Selain itu, ARDI percaya bahwa upaya untuk mengatasi sindikat TPPO di Indonesia harus dilakukan melalui pendekatan yang komprehensif dan terintegrasi.
Merujuk pada teori negara (Teori aktivitas rutin), Salah satu cara yang harus dilakukan pemerintah adalah mengurangi kesempatan untuk kejahatan yang bisa menjadi celah dan menggunakan sindikat TPPO.
“(Trik) meningkatkan pengawasan perbatasan negara, memperketat konfirmasi dokumen, dan meningkatkan koordinasi antara lembaga penegak hukum dan lembaga terkait silang,” katanya.
Selain itu, itu disampaikan oleh ARDI, pemerintah juga harus memberikan langkah atau strategi dalam konteks pemberdayaan masyarakat. Termasuk, melindungi korban untuk mencegah intimidasi dan asupan oleh sindikat TPPO.
Ardi mengatakan bahwa upaya penegakan hukum yang tidak kalah pentingnya. Dia mengatakan penegakan hukum harus dipastikan tanpa korupsi dan penipuan dan harus dilakukan dengan ketat.
“Serta sistem perlindungan saksi dan korban diperkuat sehingga mereka dapat memainkan peran aktif dalam proses pelanggaran hukum. Partisipasi silang -sektoral dan aktif masyarakat adalah kunci untuk memotong jaringan sindikat secara efektif dan berkelanjutan,” katanya.
Sementara itu, Widyanta juga sepakat bahwa harus ada penilaian atau peningkatan yang terkait dengan proses penegakan hukum terhadap sindikat TPPO ini.

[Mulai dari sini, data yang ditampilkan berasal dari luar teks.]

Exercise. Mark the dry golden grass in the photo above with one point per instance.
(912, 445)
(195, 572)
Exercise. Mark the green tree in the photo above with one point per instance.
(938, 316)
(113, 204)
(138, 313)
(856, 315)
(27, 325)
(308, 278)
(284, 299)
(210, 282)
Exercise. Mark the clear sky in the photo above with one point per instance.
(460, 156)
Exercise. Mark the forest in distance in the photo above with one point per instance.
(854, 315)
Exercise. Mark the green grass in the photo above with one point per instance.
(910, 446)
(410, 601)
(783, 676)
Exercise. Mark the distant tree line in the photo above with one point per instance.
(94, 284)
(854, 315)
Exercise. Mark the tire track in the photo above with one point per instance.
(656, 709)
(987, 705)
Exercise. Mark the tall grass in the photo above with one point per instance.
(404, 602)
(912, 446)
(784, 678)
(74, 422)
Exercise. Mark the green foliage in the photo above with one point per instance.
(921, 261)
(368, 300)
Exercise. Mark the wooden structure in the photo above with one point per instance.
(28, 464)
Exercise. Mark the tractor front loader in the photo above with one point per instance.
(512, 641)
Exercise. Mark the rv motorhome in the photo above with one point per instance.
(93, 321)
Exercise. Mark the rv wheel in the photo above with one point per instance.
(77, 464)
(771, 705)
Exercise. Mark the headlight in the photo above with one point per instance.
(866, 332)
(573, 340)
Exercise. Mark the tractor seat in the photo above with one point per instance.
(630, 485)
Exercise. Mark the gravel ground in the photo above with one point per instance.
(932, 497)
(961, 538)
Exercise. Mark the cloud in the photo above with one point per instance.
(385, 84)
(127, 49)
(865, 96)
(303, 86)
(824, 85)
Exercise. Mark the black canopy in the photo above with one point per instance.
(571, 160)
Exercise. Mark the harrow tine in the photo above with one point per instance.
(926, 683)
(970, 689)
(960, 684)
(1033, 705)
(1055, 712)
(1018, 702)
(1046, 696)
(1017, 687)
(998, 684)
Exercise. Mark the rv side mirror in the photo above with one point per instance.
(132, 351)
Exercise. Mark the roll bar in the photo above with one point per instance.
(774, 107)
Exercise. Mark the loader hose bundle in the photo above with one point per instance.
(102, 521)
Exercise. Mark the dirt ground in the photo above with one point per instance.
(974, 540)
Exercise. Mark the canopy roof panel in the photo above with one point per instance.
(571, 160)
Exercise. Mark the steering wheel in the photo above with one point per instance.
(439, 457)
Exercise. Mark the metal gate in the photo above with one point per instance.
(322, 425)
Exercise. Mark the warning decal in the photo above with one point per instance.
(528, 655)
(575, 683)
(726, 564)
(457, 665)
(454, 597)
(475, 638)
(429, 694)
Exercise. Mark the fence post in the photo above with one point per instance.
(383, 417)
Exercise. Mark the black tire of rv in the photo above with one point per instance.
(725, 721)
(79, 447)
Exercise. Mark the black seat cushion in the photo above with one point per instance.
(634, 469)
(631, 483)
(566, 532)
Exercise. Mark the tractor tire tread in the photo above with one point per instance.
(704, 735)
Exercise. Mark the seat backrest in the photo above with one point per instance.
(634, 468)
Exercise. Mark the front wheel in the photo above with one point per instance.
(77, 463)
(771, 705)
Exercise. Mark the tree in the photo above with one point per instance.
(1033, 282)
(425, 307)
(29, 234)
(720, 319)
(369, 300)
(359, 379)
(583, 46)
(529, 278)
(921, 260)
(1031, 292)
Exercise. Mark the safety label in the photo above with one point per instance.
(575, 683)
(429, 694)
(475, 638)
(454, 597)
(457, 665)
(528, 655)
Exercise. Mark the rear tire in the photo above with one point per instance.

Pada saat yang sama, ia melanjutkan, pemerintah juga harus memikirkan cara untuk menyelesaikan masalah kemiskinan dalam masyarakat.
“Kemiskinan bukanlah fenomena individu, kemiskinan adalah bentuk masalah struktural, di mana elit menghabiskan sumber daya ekonomi yang produktif untuk keuntungan mereka sendiri,” katanya.
“Memang benar -penting untuk melihat bahwa masalah kemiskinan juga kompleks, sehingga perlu ditangani bersama, untuk menghilangkan TPPO selain penegakan hukum dan pengurangan kemiskinan,” katanya.